O Brasil conseguiu criar um modelo institucional tão confuso que já não se sabe mais se o Congresso faz leis ou apenas participa de uma grande dinâmica motivacional coletiva. Deputados votam, senadores negociam, o plenário derruba veto, a lei é promulgada, o Diário Oficial publica e, no fim da noite, uma única canetada suspende tudo “por segurança jurídica”. Segurança de quem exatamente ninguém sabe. O cidadão comum olha para Brasília hoje como quem olha para um jogo de futebol onde o juiz muda a regra depois do gol. O Congresso passa semanas brigando, discursando, aparecendo em rede social e, no final, descobre que talvez bastasse mandar um e-mail perguntando antes se podia.

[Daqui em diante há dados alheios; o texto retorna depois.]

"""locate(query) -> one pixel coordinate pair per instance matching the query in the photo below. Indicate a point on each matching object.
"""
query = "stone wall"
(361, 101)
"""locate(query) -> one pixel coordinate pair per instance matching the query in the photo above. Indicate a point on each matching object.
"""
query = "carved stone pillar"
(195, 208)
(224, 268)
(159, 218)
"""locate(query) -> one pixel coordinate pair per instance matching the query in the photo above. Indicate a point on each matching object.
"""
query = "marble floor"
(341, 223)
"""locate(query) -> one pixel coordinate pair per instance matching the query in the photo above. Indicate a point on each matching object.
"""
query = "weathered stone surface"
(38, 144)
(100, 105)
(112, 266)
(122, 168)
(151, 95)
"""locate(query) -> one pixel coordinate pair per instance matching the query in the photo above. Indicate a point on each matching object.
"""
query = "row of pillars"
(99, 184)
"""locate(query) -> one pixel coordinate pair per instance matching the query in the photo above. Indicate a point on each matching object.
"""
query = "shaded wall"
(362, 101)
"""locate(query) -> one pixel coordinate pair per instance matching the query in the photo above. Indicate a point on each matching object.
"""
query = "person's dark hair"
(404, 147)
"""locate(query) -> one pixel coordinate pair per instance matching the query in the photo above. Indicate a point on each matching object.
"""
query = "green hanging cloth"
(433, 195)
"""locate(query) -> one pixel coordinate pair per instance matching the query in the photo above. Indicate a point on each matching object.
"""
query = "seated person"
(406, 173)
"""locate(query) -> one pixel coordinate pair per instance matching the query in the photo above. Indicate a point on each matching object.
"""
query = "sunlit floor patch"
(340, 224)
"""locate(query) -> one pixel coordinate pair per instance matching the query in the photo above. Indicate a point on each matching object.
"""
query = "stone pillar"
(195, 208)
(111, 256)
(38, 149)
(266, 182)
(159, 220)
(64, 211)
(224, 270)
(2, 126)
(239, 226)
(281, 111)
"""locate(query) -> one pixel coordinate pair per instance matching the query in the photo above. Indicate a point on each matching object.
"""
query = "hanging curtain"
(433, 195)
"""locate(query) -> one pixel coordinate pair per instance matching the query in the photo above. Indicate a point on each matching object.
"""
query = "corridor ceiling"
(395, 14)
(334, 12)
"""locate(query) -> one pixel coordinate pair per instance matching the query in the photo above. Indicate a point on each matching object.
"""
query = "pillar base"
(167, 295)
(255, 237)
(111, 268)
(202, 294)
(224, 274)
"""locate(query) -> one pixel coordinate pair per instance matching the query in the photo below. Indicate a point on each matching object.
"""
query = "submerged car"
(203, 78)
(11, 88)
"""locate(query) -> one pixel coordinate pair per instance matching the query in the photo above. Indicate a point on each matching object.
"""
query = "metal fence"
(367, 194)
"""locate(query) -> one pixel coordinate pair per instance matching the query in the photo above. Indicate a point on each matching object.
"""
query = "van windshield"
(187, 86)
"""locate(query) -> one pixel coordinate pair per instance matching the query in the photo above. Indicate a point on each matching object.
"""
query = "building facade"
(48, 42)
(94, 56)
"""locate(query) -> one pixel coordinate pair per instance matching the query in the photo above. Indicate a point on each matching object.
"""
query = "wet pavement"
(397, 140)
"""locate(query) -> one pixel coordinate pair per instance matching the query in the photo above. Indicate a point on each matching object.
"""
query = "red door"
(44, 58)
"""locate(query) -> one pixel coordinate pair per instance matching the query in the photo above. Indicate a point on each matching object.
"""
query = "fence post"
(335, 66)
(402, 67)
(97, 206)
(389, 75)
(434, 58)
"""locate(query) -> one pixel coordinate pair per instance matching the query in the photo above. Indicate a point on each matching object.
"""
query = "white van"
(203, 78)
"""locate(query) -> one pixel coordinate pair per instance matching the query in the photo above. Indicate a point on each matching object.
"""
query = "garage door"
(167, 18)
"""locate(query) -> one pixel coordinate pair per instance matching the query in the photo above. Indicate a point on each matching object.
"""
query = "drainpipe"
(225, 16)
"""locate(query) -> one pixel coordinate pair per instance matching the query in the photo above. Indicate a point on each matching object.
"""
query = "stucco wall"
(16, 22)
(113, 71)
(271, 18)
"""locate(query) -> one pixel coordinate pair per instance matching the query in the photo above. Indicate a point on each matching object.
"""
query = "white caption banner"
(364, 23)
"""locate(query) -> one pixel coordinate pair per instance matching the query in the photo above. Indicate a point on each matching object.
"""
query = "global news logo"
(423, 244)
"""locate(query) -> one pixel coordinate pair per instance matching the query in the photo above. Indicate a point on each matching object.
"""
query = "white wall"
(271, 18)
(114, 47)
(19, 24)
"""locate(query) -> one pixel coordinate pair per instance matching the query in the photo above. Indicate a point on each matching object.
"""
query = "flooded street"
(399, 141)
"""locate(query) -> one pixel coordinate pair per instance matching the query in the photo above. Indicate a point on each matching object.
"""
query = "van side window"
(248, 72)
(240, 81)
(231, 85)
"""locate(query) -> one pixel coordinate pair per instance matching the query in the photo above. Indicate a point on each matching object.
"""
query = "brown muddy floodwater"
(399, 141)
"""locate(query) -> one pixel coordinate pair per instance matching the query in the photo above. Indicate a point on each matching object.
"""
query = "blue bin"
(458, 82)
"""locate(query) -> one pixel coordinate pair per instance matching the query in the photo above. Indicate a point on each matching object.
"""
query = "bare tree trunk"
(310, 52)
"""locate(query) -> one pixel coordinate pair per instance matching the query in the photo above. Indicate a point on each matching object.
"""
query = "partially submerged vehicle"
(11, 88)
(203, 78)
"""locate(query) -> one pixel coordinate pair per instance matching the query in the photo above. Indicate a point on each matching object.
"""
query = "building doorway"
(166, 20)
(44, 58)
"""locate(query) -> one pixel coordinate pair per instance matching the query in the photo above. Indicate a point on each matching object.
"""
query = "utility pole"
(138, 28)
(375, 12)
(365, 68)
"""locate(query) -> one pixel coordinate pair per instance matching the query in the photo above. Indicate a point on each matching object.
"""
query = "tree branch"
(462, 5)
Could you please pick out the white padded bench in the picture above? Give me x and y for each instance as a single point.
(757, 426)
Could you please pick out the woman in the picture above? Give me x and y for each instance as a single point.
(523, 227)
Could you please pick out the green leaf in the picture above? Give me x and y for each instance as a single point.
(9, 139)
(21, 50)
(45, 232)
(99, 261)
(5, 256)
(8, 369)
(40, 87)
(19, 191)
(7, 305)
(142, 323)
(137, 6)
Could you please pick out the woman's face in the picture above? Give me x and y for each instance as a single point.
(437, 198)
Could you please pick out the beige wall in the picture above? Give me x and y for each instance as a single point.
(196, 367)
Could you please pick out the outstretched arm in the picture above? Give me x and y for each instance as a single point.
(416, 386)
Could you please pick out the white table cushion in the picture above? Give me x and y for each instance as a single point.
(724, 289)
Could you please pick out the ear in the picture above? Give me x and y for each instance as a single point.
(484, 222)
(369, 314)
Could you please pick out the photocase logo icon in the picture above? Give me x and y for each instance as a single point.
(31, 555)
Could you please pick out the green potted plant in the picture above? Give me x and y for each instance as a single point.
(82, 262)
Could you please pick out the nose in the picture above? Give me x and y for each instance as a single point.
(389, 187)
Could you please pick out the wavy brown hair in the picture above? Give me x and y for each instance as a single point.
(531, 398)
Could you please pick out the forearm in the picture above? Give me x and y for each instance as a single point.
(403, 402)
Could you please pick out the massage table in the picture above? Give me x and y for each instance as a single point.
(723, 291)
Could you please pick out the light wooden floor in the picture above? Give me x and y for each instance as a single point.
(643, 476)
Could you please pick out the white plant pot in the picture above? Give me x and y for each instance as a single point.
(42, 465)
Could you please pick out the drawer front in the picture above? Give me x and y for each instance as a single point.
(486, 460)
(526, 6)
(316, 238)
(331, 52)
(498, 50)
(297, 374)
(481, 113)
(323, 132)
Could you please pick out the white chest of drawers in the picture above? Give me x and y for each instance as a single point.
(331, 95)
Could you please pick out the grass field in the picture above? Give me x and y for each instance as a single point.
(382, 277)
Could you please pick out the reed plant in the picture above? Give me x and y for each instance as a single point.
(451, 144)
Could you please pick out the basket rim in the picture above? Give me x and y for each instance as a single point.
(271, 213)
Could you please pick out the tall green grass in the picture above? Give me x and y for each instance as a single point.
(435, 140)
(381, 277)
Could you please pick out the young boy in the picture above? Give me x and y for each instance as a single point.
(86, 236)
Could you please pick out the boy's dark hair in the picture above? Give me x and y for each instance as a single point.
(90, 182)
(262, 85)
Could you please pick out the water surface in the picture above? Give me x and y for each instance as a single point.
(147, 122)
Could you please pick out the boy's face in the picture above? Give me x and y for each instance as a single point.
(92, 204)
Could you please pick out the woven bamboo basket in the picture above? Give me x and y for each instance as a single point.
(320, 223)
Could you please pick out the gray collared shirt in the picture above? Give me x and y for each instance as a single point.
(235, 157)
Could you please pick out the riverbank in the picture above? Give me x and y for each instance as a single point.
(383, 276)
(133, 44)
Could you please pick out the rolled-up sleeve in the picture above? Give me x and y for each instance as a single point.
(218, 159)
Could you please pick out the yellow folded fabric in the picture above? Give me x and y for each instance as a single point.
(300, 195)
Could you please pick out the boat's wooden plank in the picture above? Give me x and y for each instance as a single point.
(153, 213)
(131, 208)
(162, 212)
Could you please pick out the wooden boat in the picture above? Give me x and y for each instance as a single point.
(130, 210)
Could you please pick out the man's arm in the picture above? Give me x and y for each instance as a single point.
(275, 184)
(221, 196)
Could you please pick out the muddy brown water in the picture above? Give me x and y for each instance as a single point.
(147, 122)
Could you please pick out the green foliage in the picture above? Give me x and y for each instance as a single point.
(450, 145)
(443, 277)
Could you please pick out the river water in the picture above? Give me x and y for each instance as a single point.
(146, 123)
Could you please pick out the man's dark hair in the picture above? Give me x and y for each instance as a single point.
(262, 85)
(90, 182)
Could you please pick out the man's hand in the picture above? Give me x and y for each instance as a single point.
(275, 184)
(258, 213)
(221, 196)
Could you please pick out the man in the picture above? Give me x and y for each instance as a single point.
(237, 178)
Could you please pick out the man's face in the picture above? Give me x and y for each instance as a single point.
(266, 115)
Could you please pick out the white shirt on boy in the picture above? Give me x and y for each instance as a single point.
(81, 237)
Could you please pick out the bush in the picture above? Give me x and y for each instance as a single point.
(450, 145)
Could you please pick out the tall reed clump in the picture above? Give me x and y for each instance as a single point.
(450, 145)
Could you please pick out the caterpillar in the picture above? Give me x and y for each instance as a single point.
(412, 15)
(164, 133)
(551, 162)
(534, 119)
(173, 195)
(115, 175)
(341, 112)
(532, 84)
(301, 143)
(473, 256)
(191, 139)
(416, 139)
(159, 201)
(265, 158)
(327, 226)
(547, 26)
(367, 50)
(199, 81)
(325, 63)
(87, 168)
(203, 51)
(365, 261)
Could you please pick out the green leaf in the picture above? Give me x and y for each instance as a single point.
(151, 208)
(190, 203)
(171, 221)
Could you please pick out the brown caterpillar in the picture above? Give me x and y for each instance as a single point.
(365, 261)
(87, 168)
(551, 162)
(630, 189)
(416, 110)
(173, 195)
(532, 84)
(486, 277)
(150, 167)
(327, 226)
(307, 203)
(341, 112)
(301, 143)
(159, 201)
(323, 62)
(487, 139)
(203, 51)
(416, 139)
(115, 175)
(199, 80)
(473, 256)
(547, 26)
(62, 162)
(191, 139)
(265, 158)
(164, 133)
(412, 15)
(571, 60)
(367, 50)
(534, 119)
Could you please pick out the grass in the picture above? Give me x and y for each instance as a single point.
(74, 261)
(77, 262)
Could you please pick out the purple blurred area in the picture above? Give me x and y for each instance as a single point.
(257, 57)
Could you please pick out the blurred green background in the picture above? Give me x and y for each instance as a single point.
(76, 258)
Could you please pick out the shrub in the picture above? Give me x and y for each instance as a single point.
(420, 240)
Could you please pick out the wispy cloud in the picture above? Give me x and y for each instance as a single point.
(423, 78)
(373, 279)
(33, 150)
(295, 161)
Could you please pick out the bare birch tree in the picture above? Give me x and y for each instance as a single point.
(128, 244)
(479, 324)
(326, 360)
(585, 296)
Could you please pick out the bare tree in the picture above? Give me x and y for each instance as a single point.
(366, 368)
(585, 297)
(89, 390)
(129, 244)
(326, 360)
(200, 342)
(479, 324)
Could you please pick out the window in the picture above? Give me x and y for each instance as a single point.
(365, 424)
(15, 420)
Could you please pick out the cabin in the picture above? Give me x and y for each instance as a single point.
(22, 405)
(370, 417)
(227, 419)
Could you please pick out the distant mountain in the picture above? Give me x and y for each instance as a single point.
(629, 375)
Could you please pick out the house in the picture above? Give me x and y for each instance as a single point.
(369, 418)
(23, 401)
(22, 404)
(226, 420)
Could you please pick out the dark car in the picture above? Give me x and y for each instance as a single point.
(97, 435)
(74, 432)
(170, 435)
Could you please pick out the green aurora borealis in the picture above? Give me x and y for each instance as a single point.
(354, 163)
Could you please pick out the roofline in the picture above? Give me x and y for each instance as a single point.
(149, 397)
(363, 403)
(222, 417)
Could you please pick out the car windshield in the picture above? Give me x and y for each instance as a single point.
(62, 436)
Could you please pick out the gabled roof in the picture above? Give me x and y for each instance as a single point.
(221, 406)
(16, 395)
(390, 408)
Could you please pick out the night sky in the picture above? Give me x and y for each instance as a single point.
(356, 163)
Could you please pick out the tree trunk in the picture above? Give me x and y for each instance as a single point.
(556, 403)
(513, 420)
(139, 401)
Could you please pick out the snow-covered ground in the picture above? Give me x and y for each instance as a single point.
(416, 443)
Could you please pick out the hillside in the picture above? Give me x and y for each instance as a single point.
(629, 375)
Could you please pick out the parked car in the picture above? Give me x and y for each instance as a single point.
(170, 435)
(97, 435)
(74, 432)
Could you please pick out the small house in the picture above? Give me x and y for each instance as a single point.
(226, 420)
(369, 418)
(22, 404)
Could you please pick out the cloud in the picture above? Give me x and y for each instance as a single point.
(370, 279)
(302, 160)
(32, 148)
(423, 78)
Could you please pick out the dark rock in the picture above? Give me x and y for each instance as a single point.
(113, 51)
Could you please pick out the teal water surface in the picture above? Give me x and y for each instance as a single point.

Alexandre de Moraes decidiu suspender a aplicação da nova lei da dosimetria, aprovada pelo Congresso, até que o próprio Supremo decida o que fazer com ela. E aí começa o espetáculo jurídico brasileiro, onde uma lei já aprovada passa a viver em estado espiritual provisório. Existe, mas não pode existir muito. Vale, mas talvez não valha. É quase um relacionamento complicado entre os Poderes da República. O Congresso diz “aprovamos”. Moraes responde “calma”. E o país inteiro fica assistindo esse casamento institucional em crise tomando café e atualizando portal de notícia.
O mais curioso é o argumento da “segurança jurídica”. Porque no Brasil moderno a segurança jurídica parece funcionar igual guarda-chuva em tempestade de vento. Cada lado segura de um jeito e ninguém fica realmente seco. O Congresso derruba veto presidencial, aprova texto, faz cerimônia, tira foto e anuncia vitória política. Aí vem a suspensão monocrática e transforma tudo numa espécie de trailer institucional do julgamento verdadeiro que ainda vai acontecer. O brasileiro já não acompanha mais processo judicial. Acompanha temporada. Tem episódio, suspense, reviravolta, liminar, voto vista e bastidor vazando igual série jurídica.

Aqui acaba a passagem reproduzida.